Richard Meier, De mémoire jalonnée
Occis morts par mémoire assistée
Après ses « trous » (de mémoire), Richard Meier expérimente des conditions météorologiques extrêmes de mots et d’images. Les uns et les autres saisissent la matière présente sous l’état de gaz ou d’éther. Pour le dire ou le montrer, nulle question de les aborder dans le vague. Tout est conçu par découpe plastiques et coups de hache sur un texte premier (de Jean Carrière) dans son épervier et tant que fer se peut pour pratiquer certains types de dépeçages. L’invisible devient nommable en cet assemblage et développement qui étalonne et jalonne sa propre mémoire . Bref, c’est un auto-engagement des blancs-seings de ceux qu’on ne saurait voir.
Restent ici les fragments rouge sombres d’ailes de l’épervier. Ils sont semblables aux siennes (comme celles des voitures et de leur vitesse), le tout dans le zèle d’un tel désir d’écrire là où les images font carlingues de l’approche du « vent de vie ». Meier y picore l’épervier qui ne dit pas « cot cot » mais « cut cut » (up) et dont il faut regarder son rouge en pièces détachées.

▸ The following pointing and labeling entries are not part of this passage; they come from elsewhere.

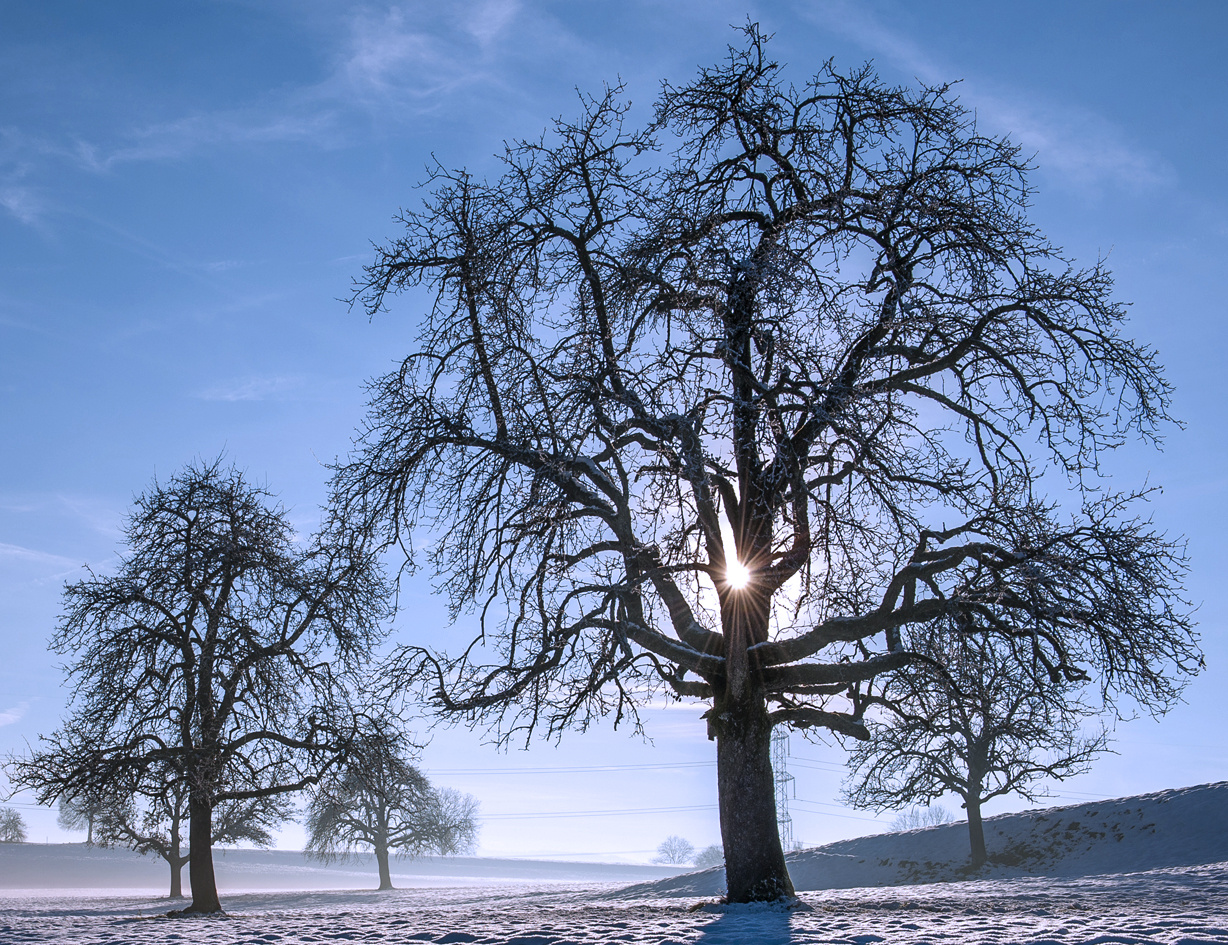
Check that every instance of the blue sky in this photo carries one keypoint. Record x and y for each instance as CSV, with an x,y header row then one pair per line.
x,y
187,190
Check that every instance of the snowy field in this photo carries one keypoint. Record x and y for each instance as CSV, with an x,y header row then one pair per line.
x,y
1147,869
1183,905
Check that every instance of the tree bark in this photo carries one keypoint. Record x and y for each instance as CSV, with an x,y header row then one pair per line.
x,y
176,859
200,854
382,859
176,876
975,830
754,860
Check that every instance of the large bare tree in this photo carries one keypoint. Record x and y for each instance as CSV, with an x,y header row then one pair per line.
x,y
217,652
152,815
725,403
969,723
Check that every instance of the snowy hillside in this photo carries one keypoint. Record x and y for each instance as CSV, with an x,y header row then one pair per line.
x,y
76,867
1146,870
1181,827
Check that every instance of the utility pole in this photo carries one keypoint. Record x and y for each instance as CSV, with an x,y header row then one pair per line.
x,y
784,787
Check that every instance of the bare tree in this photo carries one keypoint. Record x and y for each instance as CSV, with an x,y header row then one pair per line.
x,y
674,849
382,803
452,819
12,826
217,649
917,817
723,404
970,723
80,813
154,816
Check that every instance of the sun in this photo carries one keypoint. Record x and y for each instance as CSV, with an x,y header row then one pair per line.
x,y
737,574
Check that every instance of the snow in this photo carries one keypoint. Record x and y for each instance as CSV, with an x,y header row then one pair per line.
x,y
1051,885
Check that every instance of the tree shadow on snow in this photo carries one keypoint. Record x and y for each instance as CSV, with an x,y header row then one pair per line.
x,y
768,924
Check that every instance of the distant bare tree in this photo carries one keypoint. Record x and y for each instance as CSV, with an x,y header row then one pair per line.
x,y
80,813
382,803
970,723
12,826
217,649
674,849
917,817
452,816
725,403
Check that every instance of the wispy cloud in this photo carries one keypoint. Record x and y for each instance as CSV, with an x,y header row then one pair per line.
x,y
1073,142
16,552
254,388
21,203
12,714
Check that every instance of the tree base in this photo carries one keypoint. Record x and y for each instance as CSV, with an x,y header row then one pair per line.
x,y
785,903
193,912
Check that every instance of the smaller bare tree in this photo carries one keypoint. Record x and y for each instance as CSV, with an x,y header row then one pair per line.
x,y
674,849
79,813
969,722
12,826
452,822
220,649
920,816
382,803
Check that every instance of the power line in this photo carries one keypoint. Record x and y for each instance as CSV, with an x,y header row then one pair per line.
x,y
537,815
575,768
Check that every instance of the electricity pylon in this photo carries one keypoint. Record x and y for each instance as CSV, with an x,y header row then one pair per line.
x,y
785,786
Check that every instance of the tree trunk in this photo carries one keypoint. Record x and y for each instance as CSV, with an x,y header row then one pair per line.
x,y
754,860
382,859
176,859
176,875
200,854
975,830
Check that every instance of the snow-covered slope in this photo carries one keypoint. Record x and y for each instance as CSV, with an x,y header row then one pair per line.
x,y
77,867
1180,827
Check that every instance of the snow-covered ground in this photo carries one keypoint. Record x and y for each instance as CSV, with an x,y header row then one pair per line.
x,y
1086,886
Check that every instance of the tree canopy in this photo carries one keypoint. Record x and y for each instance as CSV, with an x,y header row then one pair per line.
x,y
725,403
970,723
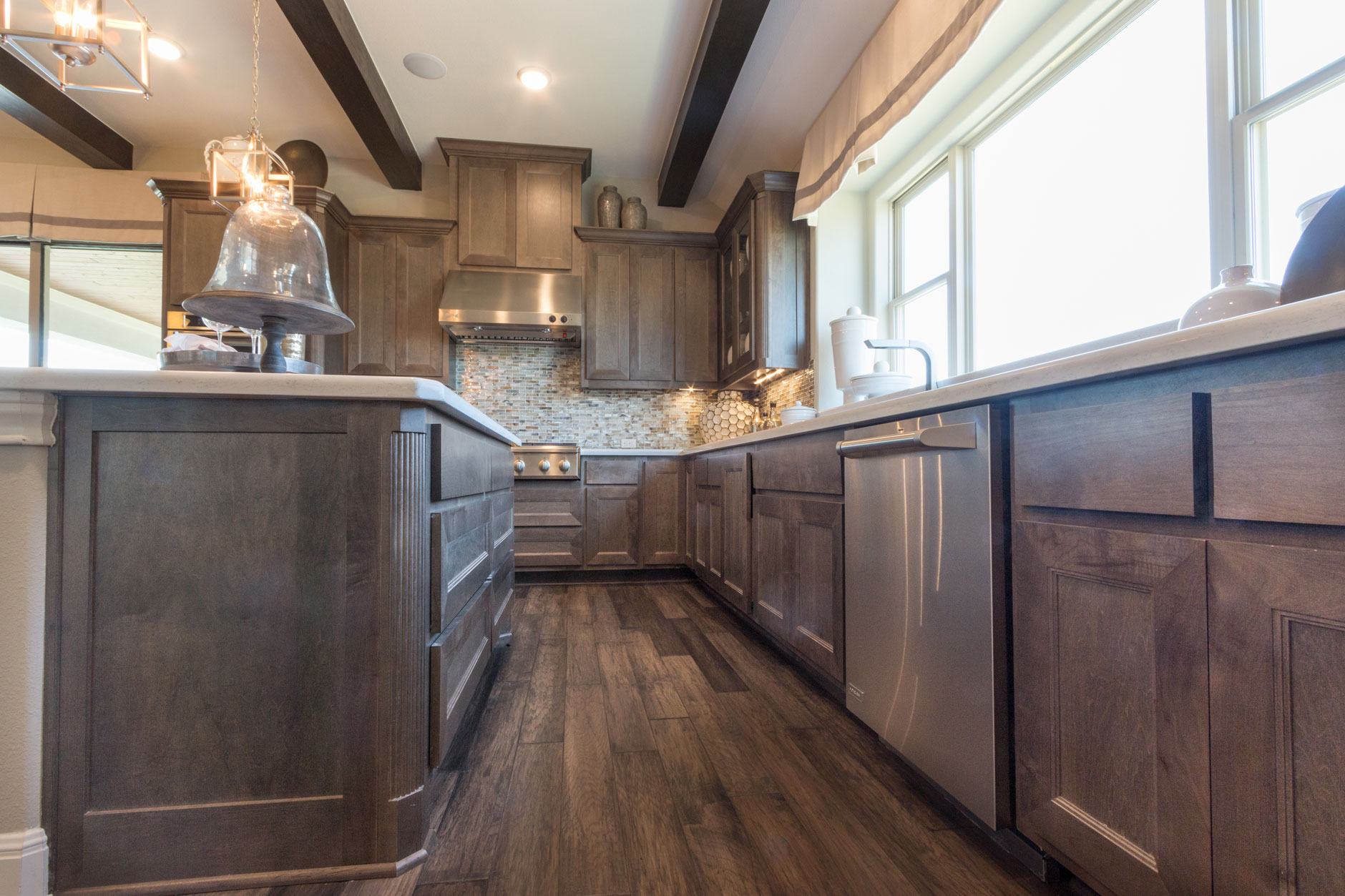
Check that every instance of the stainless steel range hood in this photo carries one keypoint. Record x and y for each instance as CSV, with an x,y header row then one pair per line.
x,y
512,306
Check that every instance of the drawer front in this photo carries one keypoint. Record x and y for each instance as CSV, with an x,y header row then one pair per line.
x,y
456,662
548,505
464,462
502,601
1278,448
805,463
460,557
549,546
1134,456
612,471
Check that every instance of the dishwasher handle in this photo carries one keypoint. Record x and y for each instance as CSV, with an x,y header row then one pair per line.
x,y
954,436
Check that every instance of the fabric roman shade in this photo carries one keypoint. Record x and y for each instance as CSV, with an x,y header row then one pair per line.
x,y
915,46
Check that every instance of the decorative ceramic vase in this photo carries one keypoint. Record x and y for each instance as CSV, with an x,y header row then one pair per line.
x,y
634,215
610,207
727,418
1239,294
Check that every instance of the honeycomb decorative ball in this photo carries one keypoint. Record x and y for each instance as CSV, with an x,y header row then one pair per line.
x,y
727,418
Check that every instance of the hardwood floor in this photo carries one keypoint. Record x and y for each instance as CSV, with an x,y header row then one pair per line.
x,y
638,740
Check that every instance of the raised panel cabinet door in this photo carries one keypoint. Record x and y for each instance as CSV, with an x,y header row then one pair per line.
x,y
612,528
738,529
420,287
709,534
1277,659
371,303
697,315
607,311
662,511
818,566
545,215
487,213
651,312
1111,705
191,247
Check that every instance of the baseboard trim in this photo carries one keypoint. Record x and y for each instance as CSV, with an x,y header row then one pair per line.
x,y
256,882
23,862
600,576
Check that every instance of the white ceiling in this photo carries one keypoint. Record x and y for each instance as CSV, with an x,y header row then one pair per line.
x,y
619,69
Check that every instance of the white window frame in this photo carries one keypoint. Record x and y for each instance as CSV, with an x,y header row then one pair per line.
x,y
1236,116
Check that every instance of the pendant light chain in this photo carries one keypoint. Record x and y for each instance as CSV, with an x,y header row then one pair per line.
x,y
256,58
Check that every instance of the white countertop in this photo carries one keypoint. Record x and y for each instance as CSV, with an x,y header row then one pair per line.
x,y
630,453
1308,320
252,385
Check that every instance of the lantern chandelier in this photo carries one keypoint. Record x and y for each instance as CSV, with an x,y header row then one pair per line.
x,y
81,34
245,162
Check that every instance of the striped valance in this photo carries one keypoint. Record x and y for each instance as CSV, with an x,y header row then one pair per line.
x,y
915,46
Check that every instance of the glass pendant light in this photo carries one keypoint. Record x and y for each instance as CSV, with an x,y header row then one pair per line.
x,y
272,272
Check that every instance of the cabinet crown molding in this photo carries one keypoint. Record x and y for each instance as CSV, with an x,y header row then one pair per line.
x,y
647,237
582,157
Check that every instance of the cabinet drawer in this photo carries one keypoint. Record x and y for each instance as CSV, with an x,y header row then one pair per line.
x,y
456,662
1134,456
549,546
502,601
464,462
548,505
612,471
460,555
1278,451
805,463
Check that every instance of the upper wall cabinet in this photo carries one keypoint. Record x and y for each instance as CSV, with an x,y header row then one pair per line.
x,y
763,280
517,205
394,273
649,308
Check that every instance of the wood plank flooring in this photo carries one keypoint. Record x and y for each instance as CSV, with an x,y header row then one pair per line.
x,y
639,740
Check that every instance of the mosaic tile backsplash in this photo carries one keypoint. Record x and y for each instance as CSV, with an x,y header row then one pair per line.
x,y
534,392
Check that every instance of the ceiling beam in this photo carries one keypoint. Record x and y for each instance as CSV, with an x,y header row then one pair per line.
x,y
333,39
44,108
728,35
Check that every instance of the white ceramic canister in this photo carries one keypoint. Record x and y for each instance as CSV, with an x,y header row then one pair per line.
x,y
848,350
1238,294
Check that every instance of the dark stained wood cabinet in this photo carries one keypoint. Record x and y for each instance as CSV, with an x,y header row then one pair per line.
x,y
799,592
1277,659
269,691
1112,705
394,273
517,205
763,280
662,511
611,525
650,308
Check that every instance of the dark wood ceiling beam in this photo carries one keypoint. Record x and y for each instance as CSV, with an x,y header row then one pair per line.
x,y
728,35
41,105
333,39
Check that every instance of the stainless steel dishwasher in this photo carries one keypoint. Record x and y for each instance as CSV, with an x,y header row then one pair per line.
x,y
926,641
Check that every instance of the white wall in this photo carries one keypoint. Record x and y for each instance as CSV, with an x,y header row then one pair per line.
x,y
838,264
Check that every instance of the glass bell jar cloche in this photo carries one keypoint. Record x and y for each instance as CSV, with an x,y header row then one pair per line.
x,y
272,264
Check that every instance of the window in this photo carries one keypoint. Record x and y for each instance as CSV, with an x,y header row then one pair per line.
x,y
920,307
1106,194
101,310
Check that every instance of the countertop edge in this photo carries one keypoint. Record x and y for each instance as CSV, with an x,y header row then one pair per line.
x,y
1302,322
255,385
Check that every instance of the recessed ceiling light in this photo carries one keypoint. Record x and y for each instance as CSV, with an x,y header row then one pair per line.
x,y
534,79
165,47
424,65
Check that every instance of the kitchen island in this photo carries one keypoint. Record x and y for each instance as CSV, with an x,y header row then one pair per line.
x,y
243,592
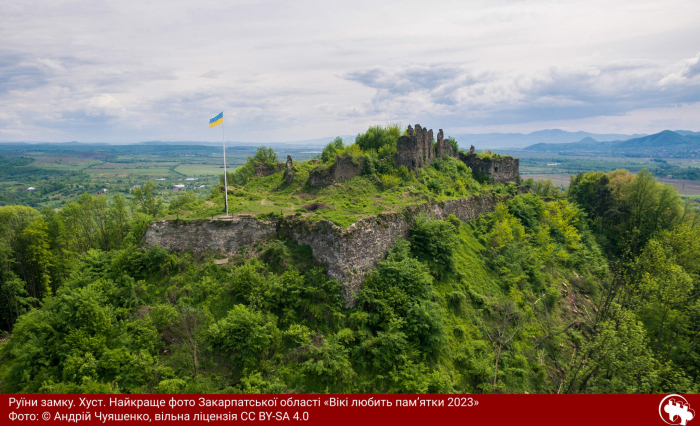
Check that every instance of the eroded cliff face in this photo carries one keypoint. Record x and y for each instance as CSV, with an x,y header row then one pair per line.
x,y
348,253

Du texte, il s’agit de fouiner la mémoire de l’existence non sans désordre programmé même si l’auteur se transforme en inconnu et dont nous tournons religieusement les pages à mesure (est-ce faute de notre impudeur ? ) que le lecteur est pris au piège. Sentant le rouge monter aux joues là où les images suggèrent moins de l’ornement ou du décor, qu’un moyen de dépasser la surface de ce qui ne se saisit pas mais se voit d’un doigt de désir ou le regret par nostalgie – qui sait ?
Ecrire ici, c’est mettre en images mentales pour aller au sens, à l’essence des ailes pour ne donner qu’un dièse au « La » du réel là où les mots s’émaillent d’un prisme de polysémies. La jouissance est totale là où le créateur crée des parois siennes par une succession de placages ingénieux et de fragments successifs. Quel progrès des éléments d’une telle science tournée entre philologie et imagerie !
Le signifié prend de l’existence au signifiant. Aux images n’existe aucune ombre portée dans leurs masses. Elles défilent devant nous jusqu’au moment où le texte se défait (aussi vite qu’il avait été jadis imprimé) à coups de hache capables d’occis mortalités. Puis les images reviennent jusqu’à cacher l’ombre que l’on porte en soi et la mémoire et ce, même sur un trottoir éclairé.
jean-paul gavard-perret
Richard Meier, De mémoire jalonnée, Voix Edition, Elne, 2025, deux livrets non paginés.